As I have said, the observable universe is ninety-three billion light years across. That's nearly 800 million times the distance travelled by Marconi's transmissions.

Let's suppose some advanced civilization sent a probe to our solar system long ago. It watched as life evolved, and the very first anatomically modern humans appeared some 300 000 years in the past. It could have told the rest of the Milky Way about these clever apes who hunted with stone tools. It couldn't yet have told Andromeda; its report would have travelled barely a tenth of the way there.

The point is not merely that, as the Hitchhiker's Guide to the Galaxy put it, space is really big.

The point is that most of the universe does not know about us. It cannot know about us. To the best of our understanding, it is not physically possible. If it doesn't know about us, it certainly won't care about us.

Given all this, it would require extraordinary arrogance to declare the universe exists for us. We are infinitesimally small in both space and time.

Ah, but what about God, some might say. Well, so what?

I don't find it comforting to suppose that some all-powerful entity could intervene to end hunger, disease, and the mediocre record of the Scottish rugby team, but chooses not to. I don't want to be part of a divine plan.

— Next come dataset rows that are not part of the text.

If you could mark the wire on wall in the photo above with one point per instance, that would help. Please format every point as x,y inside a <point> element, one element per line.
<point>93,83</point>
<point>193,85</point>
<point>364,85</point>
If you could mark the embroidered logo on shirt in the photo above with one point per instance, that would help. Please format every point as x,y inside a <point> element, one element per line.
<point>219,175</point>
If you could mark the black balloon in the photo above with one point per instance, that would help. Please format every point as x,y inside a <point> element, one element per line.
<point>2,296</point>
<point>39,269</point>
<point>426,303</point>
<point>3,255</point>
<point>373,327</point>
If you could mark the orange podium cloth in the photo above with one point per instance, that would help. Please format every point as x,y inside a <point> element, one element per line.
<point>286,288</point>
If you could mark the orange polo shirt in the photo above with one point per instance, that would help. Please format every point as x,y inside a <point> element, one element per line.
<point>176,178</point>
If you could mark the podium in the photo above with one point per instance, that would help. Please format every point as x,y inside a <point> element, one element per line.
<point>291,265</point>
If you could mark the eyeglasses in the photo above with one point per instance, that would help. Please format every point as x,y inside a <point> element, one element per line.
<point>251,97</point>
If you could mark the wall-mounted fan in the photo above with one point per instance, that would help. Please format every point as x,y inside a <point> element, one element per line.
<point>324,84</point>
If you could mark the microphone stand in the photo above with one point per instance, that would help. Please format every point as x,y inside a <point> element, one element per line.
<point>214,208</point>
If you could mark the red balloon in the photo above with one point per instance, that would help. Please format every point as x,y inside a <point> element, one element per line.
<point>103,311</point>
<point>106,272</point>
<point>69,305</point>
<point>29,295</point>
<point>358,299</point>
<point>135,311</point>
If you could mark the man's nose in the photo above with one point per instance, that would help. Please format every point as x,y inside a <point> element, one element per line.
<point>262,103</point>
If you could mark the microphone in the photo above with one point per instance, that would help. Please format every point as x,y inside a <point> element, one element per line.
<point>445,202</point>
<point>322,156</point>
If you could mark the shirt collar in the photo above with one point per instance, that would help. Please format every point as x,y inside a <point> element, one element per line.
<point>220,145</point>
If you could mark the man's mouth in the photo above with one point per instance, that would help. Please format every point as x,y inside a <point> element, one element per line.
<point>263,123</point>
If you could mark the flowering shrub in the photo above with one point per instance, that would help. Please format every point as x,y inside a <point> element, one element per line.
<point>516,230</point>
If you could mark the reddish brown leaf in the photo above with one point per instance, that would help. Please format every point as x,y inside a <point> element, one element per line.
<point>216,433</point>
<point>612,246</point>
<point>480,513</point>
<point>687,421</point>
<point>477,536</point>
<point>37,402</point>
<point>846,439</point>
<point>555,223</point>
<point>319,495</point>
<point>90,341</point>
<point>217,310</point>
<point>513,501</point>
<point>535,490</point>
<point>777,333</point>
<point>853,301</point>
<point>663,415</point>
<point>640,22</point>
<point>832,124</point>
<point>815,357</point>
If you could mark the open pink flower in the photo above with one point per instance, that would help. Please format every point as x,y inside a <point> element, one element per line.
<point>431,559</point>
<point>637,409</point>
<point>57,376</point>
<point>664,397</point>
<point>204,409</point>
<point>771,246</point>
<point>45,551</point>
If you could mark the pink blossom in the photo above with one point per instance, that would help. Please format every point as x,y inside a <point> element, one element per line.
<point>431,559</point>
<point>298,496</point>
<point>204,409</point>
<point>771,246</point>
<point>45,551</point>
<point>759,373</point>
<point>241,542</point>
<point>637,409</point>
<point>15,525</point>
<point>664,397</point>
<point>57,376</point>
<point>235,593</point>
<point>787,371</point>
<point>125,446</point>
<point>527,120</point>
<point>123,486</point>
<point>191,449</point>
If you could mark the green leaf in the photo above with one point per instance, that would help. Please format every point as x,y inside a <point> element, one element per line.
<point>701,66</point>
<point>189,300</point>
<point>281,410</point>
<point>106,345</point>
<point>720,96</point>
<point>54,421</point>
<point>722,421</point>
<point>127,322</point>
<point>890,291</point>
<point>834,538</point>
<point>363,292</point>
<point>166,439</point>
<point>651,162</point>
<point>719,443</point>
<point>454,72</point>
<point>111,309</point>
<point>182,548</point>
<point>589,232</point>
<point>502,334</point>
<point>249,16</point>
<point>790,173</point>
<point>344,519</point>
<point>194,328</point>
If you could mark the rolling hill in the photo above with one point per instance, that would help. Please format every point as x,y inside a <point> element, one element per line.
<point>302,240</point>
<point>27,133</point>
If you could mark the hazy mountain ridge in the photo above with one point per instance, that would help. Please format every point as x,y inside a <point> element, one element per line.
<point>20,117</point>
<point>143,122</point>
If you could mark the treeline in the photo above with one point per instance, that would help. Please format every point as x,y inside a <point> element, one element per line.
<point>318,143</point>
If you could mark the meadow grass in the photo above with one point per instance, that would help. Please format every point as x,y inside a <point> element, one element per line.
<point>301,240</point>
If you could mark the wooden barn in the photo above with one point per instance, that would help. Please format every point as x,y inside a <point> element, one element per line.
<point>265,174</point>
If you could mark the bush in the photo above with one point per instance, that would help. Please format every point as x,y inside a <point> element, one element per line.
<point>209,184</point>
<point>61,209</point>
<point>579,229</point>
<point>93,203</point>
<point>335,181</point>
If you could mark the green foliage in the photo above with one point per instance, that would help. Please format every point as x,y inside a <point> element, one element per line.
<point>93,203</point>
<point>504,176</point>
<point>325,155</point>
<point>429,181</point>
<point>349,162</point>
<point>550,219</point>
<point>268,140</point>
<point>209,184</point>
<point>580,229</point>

Should there be a God (and I can find no reason to suppose there is), I don't see anything reassuring in being told that I am a pawn on an unfathomably huge cosmic chessboard. Since I live in such a vast universe, I'd rather just live in it, instead of worrying about what some mighty and inscrutable intelligence wants with me.

The universe described by Herzog may be vast and lonely, but it also offers freedom. We are tiny sparks of awareness in an immense and hostile emptiness. That does more to signify our importance than any religious assurances, based on writings from a few thousand years ago --- a span of time which is trivial next to the immensity of the universe.

As Terry Pratchett put it in Small Gods:
  1. This is not a game.
  2. Here and now, you are alive.
In all this expanse of space and time, we are the only intelligence that we know of. Each one of us is unique. This life, this world, is the only chance we can be sure of to do things right.

It may be a frightening perspective, but it is a true one. It can be bracing and strengthening, like a drink of cold, fresh water.

Given this perspective, much of what we squabble about seems a total waste of time. Our responsibility is to live well, to be good to one another, to try and leave a world worth living in to our descendants. That is a worthy task, and it doesn't need the word of a deity to make it important.